I love that beard! 🙂 Pretty Piedra clearly has been to the winter spa. We don’t have the snow of the surrounding area (I was astounded at the snow everywhere BUT Disappointment Valley!), but we do have a bit of mud (although, also not nearly the mud of the places that have melting snow!).
Our world may be mainly brown again after the snow has melted (note to Mother Nature: We’ll take more of the white stuff, please!), but this little snow squall – yes, while the sun was still shining! – over Spring Creek Basin sure gave us a magical couple of minutes. That’s all it lasted – just a couple of amazing minutes. I was SO delighted to have a semi-willing model in Mr. Flash, seen here just looking back at his compadres.
I rolled up to see a couple of bands grazing below the road just moments before the little resident herd of pronghorns (there are about 20 or so hanging out together and very visible in Spring Creek Basin lately) made *their* presence known (to me, at least). But as the pronghorn bucks and does started moving up the hill toward the horses, high spirits in both species kicked in, and all I had to do was aim and hold down the shutter button!
Pronghorns are fascinating mammals – the fastest in North America. While they are numerous in many parts of the West, they’re NOT so numerous in western Colorado, and because of that, they’re not hunted here. Seeing a group of 20 is a cool sighting of a fairly big group (most of the rest of the year, they’re in much smaller groups). Also very fun to see: pronghorns racing along with the mustangs!
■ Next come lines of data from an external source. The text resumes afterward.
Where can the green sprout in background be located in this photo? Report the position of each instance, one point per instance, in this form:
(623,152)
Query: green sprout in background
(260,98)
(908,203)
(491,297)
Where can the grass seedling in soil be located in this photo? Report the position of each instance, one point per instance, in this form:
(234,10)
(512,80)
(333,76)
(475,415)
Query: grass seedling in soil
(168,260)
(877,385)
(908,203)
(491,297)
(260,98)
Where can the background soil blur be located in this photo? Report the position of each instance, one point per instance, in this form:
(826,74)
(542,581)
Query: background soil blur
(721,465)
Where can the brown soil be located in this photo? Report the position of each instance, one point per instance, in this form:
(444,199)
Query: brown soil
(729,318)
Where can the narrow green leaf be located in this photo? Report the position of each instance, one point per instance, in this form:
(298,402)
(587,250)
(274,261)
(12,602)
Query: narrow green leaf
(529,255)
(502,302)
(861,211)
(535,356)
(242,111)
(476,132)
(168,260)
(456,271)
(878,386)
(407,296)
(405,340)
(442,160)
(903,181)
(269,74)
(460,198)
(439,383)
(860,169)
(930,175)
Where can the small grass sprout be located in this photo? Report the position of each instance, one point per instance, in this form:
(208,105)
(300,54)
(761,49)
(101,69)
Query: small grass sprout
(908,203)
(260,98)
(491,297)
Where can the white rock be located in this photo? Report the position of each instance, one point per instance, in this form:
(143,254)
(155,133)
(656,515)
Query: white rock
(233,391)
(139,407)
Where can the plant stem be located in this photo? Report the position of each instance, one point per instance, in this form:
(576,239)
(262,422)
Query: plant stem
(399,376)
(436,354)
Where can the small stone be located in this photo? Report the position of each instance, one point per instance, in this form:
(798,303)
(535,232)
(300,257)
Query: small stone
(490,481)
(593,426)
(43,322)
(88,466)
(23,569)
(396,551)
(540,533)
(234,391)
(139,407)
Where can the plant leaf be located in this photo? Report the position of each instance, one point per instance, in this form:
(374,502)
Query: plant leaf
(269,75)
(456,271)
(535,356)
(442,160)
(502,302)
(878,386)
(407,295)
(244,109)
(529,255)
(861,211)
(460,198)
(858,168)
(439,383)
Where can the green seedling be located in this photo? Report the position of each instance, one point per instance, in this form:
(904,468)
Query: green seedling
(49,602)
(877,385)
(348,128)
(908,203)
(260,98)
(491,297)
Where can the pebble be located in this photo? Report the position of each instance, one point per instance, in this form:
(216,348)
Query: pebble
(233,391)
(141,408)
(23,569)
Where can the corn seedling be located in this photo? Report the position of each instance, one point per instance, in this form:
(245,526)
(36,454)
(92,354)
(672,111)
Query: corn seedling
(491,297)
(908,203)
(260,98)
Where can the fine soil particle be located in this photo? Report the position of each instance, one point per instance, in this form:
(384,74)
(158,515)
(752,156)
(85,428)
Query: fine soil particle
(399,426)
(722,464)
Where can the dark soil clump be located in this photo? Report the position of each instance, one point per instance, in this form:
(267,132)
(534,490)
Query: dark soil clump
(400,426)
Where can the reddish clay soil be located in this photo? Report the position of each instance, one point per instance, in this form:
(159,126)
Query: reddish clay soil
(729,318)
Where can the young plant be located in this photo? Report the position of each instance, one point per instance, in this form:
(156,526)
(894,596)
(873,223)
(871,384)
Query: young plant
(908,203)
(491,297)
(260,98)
Pretty soon, I think curiosity took over on the part of the horses (or they *knew* they weren’t going to win any races!), and they stopped to watch as the pronghorns sped past.
If you’ve never seen pronghorns on the run, you’re really missing out. Even at what for them, I imagine, is a relaxed pace, they’re fast. And seeming effortless!
Each group eventually disappeared from my sight … but pretty soon the horses appeared again, coming toward my area of the hill as they grazed. When I walked out a bit, I saw the pronghorns, settled down in a group, napping and grazing. This human was feeling the peace. 🙂
Corazon is looking a little moisture streaked and bedraggled the morning after a nice snowfall recently. … But still ever so handsome as he flirts with his mare!
Hondo follows his mares over a little finger of a ridge. They were moseying on, and he was initially slow to follow. Wind in the winter usually means weather is coming!
Mostly, we’re in the mud now in Disappointment Valley. Up-valley still has good snow, but lower, ours has melted, and the warm-ish temps keep it thawed for all but the deepest parts of the early, early mornings.
Gaia-love is always a bright spot, even when she tries to “hide” unseen in a cluster of pinon-juniper. Her broad, bright blaze is a welcome “white spot” among the green (trees) and brown (landscape).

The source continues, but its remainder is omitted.